Mais le manque de popularité de ces mesures ne nuit pas à la stratégie politique de Giorgia Meloni. "Aux yeux de son électorat, elle a échoué sur la question migratoire et sur l’opposition à l’Union européenne, note depuis Rome Gianfranco Rebucini, chargé de recherche au CNRS, anthropologue du genre et des sexualités . Alors pour reprendre pied, elle a besoin de faire contre-feu." L’offensive tonitruante contre les familles homoparentales est une diversion parfaite pour faire passer ces pilules et radicaliser son électorat. "L’extrême droite tente par tous les moyens d’idéologiser la société, de s’adresser aux tripes des Italiens en leur faisant miroiter un modèle de famille traditionnelle, en réponse aux angoisses réelles liées à la précarité ou au changement climatique" , analyse sur tetu· le député de gauche ouvertement gay Alessandro Zan, qui tente de faire adopter une loi interdisant les discriminations LGBTphobes.
Le baiser de deux rappeurs
L’arbitrage est rapide à faire : en s’en prenant aux personnes LGBTQI+, Giorgia Meloni gagne bien davantage en sympathie dans l’électorat ultraconservateur qu’elle ne s’aliène la droite plus modérée. Le ciment de son électorat, c’est l’hostilité absolue à la gauche et aux valeurs progressistes qu’elle porte. D’ailleurs, Elly Schlein, la nouvelle patronne du Parti démocrate (centre gauche), est en couple avec une femme. "Il est temps de changer de récit" , proclame le sous-secrétaire d’État à la Culture Gianmarco Mazzi quand, en février, le gouvernement menace de virer le Conseil d’administration de la télévision publique, la Rai, après la retransmission du baiser entre deux rappeurs lors du festival de chansons de Sanremo. "Il y a par ailleurs une dérive pas dictatoriale mais autoritaire qui souhaite donner davantage de pouvoir à l’exécutif au détriment de tout ce qui fait barrage à son idée de la nation" , remarque David Broder, historien spécialiste de l’extrême droite et auteur de Mussolini’s Grandchildren : Fascism in Contemporary Italy ( Les Petits-Enfants de Mussolini : le fascisme dans l’Italie contemporaine, non traduit).

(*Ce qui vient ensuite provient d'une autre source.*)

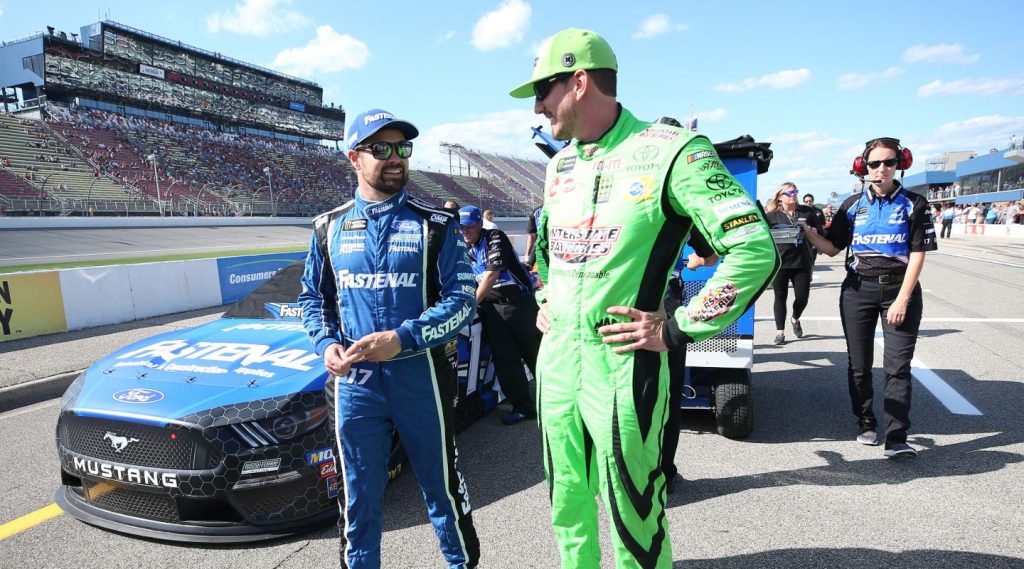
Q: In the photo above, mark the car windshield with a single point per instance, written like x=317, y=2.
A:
x=283, y=288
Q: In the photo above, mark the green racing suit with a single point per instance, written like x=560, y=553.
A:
x=615, y=214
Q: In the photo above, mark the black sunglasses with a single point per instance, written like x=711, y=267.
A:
x=542, y=88
x=889, y=162
x=382, y=150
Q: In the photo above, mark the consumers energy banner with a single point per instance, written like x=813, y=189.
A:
x=31, y=304
x=239, y=275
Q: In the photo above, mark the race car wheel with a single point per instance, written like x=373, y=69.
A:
x=733, y=403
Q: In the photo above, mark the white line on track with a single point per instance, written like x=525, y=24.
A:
x=983, y=260
x=942, y=391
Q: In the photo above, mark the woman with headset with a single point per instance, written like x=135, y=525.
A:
x=888, y=229
x=783, y=212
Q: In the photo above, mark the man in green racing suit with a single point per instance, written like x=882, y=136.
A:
x=619, y=203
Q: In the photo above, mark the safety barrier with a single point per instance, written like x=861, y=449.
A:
x=47, y=302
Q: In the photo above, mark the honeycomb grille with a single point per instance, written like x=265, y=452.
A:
x=154, y=446
x=151, y=506
x=726, y=341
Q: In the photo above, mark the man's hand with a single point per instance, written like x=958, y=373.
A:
x=644, y=333
x=334, y=360
x=379, y=346
x=543, y=323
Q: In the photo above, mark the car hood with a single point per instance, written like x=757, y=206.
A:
x=177, y=374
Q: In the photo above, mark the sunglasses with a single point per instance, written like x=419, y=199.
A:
x=543, y=88
x=382, y=150
x=890, y=162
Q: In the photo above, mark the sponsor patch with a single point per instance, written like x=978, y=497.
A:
x=138, y=395
x=739, y=221
x=715, y=303
x=733, y=207
x=354, y=225
x=720, y=182
x=259, y=467
x=314, y=457
x=690, y=159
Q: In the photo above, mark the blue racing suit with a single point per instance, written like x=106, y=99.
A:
x=375, y=266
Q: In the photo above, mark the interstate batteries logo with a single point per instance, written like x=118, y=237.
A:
x=583, y=242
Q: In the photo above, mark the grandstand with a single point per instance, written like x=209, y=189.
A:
x=124, y=122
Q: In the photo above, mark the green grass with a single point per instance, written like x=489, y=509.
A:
x=153, y=259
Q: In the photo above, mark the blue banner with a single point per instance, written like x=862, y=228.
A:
x=239, y=275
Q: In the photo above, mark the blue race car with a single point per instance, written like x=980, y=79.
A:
x=222, y=432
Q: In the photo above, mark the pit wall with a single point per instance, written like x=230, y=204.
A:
x=47, y=302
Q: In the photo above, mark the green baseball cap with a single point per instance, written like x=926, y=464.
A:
x=566, y=51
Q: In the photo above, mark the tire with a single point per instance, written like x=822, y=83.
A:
x=733, y=403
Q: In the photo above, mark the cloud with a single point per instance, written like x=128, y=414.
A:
x=328, y=52
x=786, y=79
x=713, y=116
x=849, y=81
x=656, y=26
x=503, y=27
x=257, y=17
x=505, y=132
x=982, y=86
x=942, y=53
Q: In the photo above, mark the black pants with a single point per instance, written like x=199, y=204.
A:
x=947, y=228
x=512, y=334
x=670, y=441
x=801, y=290
x=861, y=304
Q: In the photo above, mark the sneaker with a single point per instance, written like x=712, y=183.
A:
x=900, y=450
x=514, y=418
x=868, y=436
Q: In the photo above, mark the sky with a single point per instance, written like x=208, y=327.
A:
x=815, y=79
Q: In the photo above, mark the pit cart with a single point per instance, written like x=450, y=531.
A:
x=718, y=369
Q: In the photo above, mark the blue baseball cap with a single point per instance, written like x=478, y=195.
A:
x=470, y=215
x=366, y=124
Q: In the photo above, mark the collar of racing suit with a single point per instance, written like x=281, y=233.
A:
x=377, y=209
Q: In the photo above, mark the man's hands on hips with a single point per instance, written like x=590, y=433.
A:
x=644, y=333
x=379, y=346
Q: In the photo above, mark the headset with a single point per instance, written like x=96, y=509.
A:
x=860, y=163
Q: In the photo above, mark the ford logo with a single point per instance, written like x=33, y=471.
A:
x=138, y=396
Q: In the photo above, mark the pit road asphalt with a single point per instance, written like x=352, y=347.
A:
x=799, y=492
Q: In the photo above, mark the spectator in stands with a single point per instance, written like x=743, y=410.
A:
x=507, y=309
x=488, y=220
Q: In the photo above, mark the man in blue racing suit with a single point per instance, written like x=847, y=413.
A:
x=386, y=288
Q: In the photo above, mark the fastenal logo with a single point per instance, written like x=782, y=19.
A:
x=139, y=395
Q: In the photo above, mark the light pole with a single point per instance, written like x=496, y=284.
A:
x=273, y=209
x=160, y=201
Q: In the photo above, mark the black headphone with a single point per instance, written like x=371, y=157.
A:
x=904, y=156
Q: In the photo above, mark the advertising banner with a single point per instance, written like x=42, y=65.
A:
x=31, y=304
x=239, y=275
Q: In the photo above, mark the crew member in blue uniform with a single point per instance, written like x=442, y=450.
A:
x=508, y=310
x=888, y=230
x=386, y=287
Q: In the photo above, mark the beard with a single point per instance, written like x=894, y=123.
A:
x=389, y=186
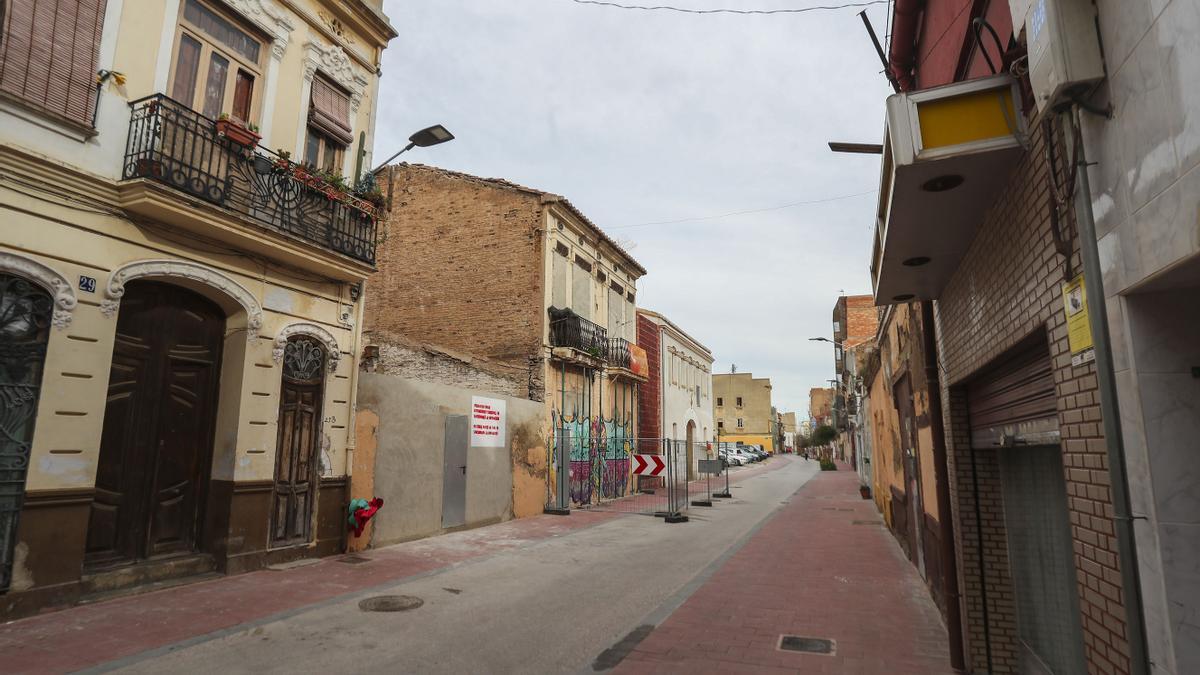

Un discours et une méthode qui, en France, résonnent avec ceux de l’extrême droite française, en particulier à la sauce Zemmour. D’ailleurs, l’une de ses fidèles, Marion Marechal, est mariée avec un eurodéputé italien élu sous la bannière de… Frères d’Italie. Début juillet, la nièce de Marine Le Pen publiait une tribune : "Je suis une femme, je suis une mère. Est-il encore possible de le dire ?" Comme un air de déjà-vu.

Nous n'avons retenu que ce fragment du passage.